Traditional Christian Hymns
I Love To Tell The Story



I LOVE TO TELL THE STORY
Author: A. Katherine Hankey, 1834-1911
Composer: William G. Fischer, 1835-1912

“The fruit of the righteous is a tree of life; and he that winneth souls is wise.” Proverbs 11:30

The evangelical emphasis or movement really began in England during the mid-eighteenth century with the ministries of such leaders as George Whitefield and John and Charles Wesley. The movement in its earliest days reached mainly the lower and middle classes of society with the upper classes remaining quite aloof from its influence. During the nineteenth century, however, the evangelical movement began to have considerable influence upon the upper classes as well. One such influential group was known as the Clapham Sect because the activities of this group centered in the elite suburb of Clapham in Southwest London. These men were wealthy evangelical philanthropists, students of the Bible, and men of prayer. They gave freely of their time, talents, and money to spread the gospel.
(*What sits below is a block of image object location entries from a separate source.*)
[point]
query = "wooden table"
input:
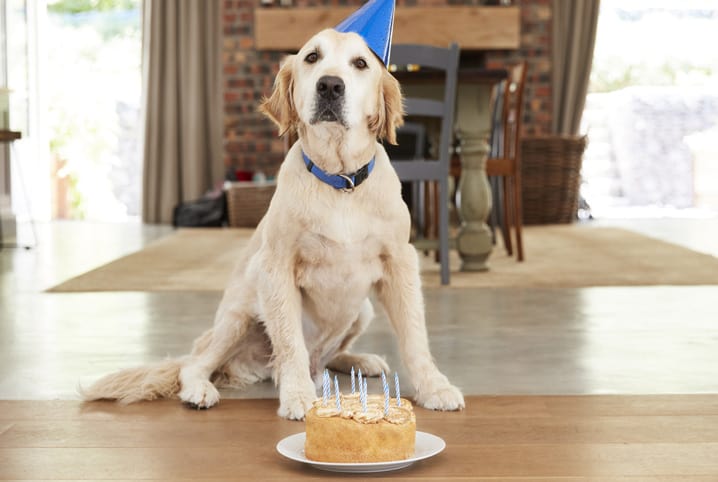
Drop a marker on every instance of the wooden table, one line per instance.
(512, 438)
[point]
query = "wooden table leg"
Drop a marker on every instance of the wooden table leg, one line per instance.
(474, 191)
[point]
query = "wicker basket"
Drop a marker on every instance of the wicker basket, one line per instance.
(247, 202)
(551, 177)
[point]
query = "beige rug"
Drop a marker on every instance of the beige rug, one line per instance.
(556, 256)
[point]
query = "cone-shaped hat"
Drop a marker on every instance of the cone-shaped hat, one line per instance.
(374, 21)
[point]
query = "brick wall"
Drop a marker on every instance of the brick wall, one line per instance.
(251, 142)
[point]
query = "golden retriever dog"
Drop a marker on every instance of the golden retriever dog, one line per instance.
(299, 296)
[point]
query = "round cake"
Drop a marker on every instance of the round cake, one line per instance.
(354, 435)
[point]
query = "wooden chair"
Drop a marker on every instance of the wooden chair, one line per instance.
(507, 164)
(445, 60)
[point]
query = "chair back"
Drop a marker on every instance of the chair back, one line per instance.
(513, 95)
(421, 58)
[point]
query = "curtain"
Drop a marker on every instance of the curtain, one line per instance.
(182, 86)
(574, 35)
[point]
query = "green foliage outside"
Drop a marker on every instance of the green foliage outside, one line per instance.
(83, 6)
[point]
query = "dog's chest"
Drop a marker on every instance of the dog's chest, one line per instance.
(342, 258)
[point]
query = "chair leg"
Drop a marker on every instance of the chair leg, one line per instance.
(518, 215)
(508, 206)
(443, 208)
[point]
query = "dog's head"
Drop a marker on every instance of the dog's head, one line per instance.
(335, 78)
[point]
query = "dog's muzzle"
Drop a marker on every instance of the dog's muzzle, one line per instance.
(330, 100)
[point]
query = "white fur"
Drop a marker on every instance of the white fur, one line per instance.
(299, 295)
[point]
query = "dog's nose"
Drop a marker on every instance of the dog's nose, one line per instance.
(330, 87)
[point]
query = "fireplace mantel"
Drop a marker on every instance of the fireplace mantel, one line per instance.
(472, 27)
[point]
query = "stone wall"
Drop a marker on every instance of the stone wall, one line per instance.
(251, 142)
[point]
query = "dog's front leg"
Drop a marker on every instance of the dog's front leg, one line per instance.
(281, 307)
(400, 293)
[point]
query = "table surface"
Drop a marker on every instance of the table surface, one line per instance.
(8, 136)
(508, 438)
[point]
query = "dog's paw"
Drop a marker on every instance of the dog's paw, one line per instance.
(442, 396)
(199, 394)
(370, 364)
(293, 405)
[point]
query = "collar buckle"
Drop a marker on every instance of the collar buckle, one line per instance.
(350, 184)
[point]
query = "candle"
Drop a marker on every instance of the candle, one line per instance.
(325, 388)
(396, 389)
(336, 393)
(352, 380)
(363, 398)
(385, 385)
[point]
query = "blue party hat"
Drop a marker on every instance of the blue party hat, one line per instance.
(374, 21)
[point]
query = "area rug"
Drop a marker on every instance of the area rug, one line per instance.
(565, 256)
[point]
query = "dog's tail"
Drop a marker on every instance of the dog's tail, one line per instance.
(160, 380)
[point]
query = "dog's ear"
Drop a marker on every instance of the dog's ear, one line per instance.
(390, 112)
(279, 107)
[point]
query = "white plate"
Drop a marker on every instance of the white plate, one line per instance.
(427, 445)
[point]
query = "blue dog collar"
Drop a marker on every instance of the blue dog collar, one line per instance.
(345, 182)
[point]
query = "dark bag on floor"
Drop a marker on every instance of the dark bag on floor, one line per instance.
(210, 211)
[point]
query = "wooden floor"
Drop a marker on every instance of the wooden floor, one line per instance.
(509, 438)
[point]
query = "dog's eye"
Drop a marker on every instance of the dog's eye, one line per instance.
(360, 63)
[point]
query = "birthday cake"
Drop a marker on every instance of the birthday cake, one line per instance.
(357, 428)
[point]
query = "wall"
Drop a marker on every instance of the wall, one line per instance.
(251, 142)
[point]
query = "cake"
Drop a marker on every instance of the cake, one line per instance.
(353, 435)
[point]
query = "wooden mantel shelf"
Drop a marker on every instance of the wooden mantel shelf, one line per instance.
(472, 27)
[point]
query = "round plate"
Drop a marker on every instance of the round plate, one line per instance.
(427, 445)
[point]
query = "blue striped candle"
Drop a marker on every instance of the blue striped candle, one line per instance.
(396, 389)
(363, 402)
(386, 393)
(336, 393)
(325, 388)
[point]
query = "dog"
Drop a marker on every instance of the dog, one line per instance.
(299, 296)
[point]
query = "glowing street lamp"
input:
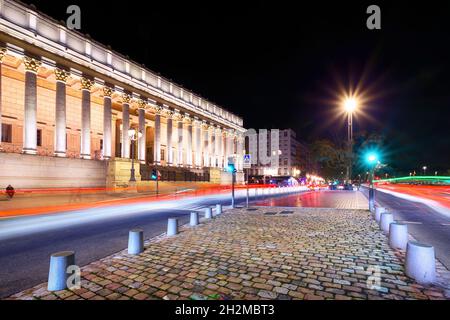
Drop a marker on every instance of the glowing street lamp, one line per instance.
(424, 168)
(350, 106)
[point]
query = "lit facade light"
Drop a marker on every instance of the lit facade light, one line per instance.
(350, 105)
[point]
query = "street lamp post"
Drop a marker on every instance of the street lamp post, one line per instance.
(372, 159)
(350, 106)
(424, 168)
(133, 138)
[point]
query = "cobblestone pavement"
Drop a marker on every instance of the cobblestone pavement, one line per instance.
(307, 254)
(320, 199)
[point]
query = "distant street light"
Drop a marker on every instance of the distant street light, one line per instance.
(350, 105)
(372, 159)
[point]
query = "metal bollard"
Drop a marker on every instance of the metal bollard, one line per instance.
(378, 212)
(420, 263)
(208, 213)
(398, 235)
(172, 227)
(194, 219)
(57, 275)
(386, 219)
(135, 241)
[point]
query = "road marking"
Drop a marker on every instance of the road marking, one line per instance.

Though these individuals generally maintained their membership within the Anglican Church, their emphasis was always on the necessity of personal conversion and guidance by the Holy Spirit rather than on a mere reliance upon the sacraments and rituals of the Church. There are numerous examples of the zealous ministries carried on by these influential Christian laymen, including a number of members of Parliament, who exercised great compassion upon the masses of impoverished people throughout the United Kingdom. A noted historian says of this Clapham Sect, "Never in the history of Anglicanism had any group exercised so profound an influence."

Katherine Hankey was born in 1834, the daughter of a wealthy English banker. Though the members of her family were prominent members of the Anglican Church, they were always associated with its more evangelical faction. Her father was one of the influential members of the Clapham Sect. Early in life Katherine, or Kate, as she was affectionately known, caught this same evangelical concern from her father. She began organizing Sunday school classes for rich and poor throughout London. These classes had a profound influence throughout the city with a large number of the young students in turn becoming zealous Christian workers. Kate also did considerable writing, including such works as Bible Class Teachings, a booklet on confirmation, as well as a number of books of verse. All of the royalties received from these publications were always directed to some foreign missions project.

When Katherine was only thirty years of age, she experienced a serious illness. During a long period of recovery she wrote a lengthy poem on the life of Christ. The poem consisted of two main sections, each containing fifty verses. The first section of the poem was entitled "The Story Wanted," It was from this part of her poem that she later adapted the words for another of her familiar hymn texts, "Tell Me the Old, Old Story." This hymn has since become another of the church's classic children's hymns.

Later that same year while still recovering from her illness, Kate Han-key completed the second part of her poem on the life of Christ. This sequel to the first section was entitled "The Story Told." From these verses came the text for "I Love to Tell the Story," written in the same meter but with a different accent than her other familiar hymn text.

Being musically inclined, Kate also composed her own tunes for these two texts. Her hymns received little notice, however, when used with this music. The following year, 1867, a large international YMCA convention was held in Montreal, Canada. One of the speakers at the convention, Major General Russell from England, closed his emotionally charged message to the delegates by quoting the verses from Miss Hankey's two hymn texts. In the audience that day was a noted American gospel musician, William H. Doane, composer of more than 2,000 gospel songs. Mr. Doane was greatly moved by these lines and promptly composed musical settings for both texts.

Later a new musical setting, which replaced Doane's music for "I Love to Tell the Story," was composed by William G. Fischer, a Philadelphia musician and piano dealer. Fischer also added the refrain for the hymn, "I love to tell the story! Twill be my theme in glory-to tell the old, old story of Jesus and His love.'' In 1875 the hymn appeared in its present form in Bliss and Sankey's collection, Gospel Hymns and Sacred Songs, which brought "I Love to Tell the Story" to the attention of evangelical congregations everywhere. Both of Katherine Hankey's hymns are still widely used today.